A few weeks ago the Wall Street Journal did a nice profile of Campbell’s new redesign and the neuromarketing methodology behind it. Since the WSJ has a pay-wall, you can find a nice summary of the article here.

Is this the natural progression of advertising with the onset of ubiquitous technology?

I gotta admit, from an aesthetic standpoint it’s definitely an improvement. The less prominent name alone justifies the change. It looks nice. The old design feels a bit dry… and that’s not the thing you want with soup. But while the new design feels nicer, it doesn’t make want to eat their soup.

The photoshop steam coming off the soup… it all feels a bit like those unrealistic cover girl shots. The box sure looks nice, but the food is still junk.

When we isolate our neural responses outside of a natural context, we are reduced to an aesthetic unreality. Think ‘natural grape flavor.’ Maybe we are nothing more than a bunch of quantifiable neurons to be marketed towards and maybe this type of marketing moves units, but there seems to be a total lack of respect for the customer in all this.

As a society, we are losing the ability to maintain a healthy concept of body image. We are losing the ability to discern truly healthy beautiful food from slickly-marketing trash. It feels like a complete misappropriation of technology.

How is this helping us?

How many times have you been lured into a food purchase by some slick packaging – maybe it was that smell of Subway or McDonald’s as you walked past – only to be utterly and completely disappointed when you ate the food.

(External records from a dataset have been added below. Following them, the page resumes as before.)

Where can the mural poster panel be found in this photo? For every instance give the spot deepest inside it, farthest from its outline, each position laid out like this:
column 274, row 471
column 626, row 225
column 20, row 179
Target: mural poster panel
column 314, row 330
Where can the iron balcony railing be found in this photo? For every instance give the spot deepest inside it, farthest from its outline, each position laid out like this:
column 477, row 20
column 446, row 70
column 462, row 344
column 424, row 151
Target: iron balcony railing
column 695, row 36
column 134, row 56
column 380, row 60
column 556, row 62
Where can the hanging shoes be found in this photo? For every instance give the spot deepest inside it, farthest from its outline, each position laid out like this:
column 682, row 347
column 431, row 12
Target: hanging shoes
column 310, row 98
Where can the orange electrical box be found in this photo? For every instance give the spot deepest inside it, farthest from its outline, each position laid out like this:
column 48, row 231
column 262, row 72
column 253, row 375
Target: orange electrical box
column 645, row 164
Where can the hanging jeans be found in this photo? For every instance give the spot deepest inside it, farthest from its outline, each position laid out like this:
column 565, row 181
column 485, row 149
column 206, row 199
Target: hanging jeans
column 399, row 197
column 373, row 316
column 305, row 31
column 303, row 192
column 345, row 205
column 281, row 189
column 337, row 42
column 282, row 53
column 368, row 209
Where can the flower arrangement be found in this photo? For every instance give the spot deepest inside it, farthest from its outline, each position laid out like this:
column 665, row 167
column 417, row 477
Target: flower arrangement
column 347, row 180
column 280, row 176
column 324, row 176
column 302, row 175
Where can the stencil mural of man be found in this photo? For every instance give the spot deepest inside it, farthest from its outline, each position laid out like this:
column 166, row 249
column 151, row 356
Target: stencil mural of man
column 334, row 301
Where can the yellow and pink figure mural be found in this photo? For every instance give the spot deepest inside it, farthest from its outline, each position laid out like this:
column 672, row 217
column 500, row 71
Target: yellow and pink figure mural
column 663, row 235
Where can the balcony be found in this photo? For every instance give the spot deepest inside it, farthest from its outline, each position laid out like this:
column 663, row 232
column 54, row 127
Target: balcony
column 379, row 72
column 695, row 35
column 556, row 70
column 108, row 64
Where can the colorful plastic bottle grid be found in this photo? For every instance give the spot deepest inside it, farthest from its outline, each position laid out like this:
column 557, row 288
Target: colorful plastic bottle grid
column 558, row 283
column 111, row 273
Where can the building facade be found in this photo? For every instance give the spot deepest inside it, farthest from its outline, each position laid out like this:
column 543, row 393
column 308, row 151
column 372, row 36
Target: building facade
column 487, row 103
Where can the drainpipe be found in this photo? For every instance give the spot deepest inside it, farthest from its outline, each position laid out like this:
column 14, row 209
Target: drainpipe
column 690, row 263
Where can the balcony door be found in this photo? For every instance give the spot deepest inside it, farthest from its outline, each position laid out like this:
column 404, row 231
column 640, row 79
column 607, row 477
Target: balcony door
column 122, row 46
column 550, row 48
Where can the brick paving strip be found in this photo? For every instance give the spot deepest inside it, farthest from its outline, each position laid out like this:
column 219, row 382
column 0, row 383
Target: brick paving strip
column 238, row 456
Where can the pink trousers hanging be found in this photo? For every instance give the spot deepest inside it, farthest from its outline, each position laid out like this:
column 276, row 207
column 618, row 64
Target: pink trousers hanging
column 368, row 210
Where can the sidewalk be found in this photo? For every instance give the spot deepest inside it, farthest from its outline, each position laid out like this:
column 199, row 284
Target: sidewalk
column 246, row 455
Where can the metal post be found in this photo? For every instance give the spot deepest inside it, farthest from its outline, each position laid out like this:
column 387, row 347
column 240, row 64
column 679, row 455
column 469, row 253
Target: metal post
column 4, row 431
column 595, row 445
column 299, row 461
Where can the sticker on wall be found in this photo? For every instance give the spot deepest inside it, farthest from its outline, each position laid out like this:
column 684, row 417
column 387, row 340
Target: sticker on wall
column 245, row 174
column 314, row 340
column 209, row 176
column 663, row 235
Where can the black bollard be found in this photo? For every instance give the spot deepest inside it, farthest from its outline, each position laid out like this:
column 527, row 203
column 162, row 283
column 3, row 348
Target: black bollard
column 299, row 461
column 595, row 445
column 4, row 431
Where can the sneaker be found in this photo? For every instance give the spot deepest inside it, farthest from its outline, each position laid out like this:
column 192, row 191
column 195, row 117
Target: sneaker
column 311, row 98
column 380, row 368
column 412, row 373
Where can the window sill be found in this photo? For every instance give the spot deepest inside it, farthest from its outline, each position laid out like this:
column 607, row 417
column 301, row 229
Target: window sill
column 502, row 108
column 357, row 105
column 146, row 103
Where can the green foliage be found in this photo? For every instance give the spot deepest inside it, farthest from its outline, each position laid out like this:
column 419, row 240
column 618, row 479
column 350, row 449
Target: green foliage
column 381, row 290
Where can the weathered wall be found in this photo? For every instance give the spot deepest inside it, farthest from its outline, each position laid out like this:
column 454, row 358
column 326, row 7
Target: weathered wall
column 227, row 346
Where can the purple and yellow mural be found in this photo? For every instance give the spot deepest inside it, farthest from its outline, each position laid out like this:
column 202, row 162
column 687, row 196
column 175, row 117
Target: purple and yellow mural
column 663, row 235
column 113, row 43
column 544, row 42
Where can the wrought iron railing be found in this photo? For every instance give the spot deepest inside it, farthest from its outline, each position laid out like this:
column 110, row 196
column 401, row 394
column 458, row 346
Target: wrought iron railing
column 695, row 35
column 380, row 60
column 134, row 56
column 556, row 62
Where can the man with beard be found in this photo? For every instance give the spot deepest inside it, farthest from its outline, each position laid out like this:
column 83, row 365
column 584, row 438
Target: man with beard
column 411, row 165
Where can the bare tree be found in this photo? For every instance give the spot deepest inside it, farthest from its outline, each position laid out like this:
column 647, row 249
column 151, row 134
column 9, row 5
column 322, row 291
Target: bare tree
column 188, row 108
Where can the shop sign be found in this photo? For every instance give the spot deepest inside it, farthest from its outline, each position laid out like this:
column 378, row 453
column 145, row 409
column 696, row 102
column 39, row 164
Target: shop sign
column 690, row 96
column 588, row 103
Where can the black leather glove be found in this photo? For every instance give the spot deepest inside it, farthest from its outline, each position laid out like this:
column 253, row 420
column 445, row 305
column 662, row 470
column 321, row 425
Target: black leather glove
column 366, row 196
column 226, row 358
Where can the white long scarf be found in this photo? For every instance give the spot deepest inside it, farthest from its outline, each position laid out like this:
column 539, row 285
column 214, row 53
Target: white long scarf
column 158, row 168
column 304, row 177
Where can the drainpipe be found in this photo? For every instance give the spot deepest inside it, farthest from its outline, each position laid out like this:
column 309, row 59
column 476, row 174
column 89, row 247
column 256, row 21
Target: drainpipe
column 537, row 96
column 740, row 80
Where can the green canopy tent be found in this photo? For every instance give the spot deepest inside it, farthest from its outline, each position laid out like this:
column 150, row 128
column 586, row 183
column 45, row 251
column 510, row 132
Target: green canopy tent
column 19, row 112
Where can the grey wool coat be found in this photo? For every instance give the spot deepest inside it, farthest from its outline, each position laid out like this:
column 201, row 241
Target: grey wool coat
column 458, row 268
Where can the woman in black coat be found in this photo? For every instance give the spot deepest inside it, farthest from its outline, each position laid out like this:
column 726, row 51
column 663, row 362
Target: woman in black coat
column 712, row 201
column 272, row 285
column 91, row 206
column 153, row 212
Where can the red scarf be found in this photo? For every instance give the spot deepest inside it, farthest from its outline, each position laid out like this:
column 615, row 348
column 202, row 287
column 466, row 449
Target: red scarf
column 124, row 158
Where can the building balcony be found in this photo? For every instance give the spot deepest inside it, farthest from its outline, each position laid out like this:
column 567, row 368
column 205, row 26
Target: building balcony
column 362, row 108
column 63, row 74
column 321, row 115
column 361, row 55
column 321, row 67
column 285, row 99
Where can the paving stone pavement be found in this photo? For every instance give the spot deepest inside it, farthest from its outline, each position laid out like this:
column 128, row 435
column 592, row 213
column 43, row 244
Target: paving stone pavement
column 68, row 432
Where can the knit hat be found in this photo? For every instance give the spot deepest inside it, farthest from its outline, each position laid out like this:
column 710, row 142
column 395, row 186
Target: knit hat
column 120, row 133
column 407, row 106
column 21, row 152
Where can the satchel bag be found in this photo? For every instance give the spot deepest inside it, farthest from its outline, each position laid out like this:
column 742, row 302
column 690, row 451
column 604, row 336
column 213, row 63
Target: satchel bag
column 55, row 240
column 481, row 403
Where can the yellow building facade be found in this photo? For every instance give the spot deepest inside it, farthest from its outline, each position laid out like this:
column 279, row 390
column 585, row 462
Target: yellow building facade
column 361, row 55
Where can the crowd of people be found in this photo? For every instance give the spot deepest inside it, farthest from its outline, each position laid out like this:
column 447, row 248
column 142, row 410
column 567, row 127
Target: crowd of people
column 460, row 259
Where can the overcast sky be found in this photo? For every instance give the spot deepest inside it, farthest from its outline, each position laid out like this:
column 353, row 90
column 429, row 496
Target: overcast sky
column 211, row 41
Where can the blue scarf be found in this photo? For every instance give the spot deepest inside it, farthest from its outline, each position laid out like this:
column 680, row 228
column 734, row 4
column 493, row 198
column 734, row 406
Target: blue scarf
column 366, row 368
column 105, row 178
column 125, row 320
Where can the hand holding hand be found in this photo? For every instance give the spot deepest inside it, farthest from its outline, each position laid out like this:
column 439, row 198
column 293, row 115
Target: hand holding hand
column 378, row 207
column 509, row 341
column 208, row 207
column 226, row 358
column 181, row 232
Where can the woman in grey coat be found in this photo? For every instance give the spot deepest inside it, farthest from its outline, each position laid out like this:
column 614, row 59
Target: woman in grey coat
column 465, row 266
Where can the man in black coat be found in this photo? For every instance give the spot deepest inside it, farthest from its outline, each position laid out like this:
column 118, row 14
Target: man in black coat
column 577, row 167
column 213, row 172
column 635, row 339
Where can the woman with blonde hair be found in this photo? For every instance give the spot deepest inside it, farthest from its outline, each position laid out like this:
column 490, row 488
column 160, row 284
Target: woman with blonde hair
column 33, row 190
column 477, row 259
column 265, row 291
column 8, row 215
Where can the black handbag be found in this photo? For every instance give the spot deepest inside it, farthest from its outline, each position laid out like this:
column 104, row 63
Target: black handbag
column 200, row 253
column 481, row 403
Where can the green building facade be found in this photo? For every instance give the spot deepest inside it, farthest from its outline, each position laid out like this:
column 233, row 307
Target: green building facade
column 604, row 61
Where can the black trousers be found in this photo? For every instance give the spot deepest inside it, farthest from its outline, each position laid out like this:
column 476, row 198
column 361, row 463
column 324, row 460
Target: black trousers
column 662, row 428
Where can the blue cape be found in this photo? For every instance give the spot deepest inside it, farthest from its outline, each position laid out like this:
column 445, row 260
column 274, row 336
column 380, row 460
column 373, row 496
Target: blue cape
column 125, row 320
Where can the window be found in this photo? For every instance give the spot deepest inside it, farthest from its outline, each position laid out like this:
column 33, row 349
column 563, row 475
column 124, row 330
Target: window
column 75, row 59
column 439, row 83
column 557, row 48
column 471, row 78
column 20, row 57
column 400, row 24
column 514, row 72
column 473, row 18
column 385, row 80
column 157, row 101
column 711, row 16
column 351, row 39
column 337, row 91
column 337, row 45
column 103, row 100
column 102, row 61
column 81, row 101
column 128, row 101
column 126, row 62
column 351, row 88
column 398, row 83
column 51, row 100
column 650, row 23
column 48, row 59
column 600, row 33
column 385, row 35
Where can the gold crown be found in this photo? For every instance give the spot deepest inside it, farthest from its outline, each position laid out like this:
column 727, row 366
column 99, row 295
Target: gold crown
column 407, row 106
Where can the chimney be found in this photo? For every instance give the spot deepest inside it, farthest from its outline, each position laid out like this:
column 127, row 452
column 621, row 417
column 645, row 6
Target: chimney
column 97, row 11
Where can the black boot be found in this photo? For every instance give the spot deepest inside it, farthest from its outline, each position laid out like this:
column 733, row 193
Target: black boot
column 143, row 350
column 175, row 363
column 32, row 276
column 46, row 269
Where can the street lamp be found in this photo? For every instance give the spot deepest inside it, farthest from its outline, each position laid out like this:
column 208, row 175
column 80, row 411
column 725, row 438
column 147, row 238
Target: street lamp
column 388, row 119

This type of marketing is moving units, but it’s all based on a lie. The food itself doesn’t look better. It doesn’t taste better. And it isn’t healthier. In all likelihood, they probably cut funds from the quality assurance to spend more on marketing and advertising.

When we look at and eat fresh and natural food, it appeals just as equally to our neural sensors. A wild strawberry in a field – now that is magic!

If innovation is to take the neural marketing of the wild strawberry and attach it to box, that’s fine, but I want no part of it.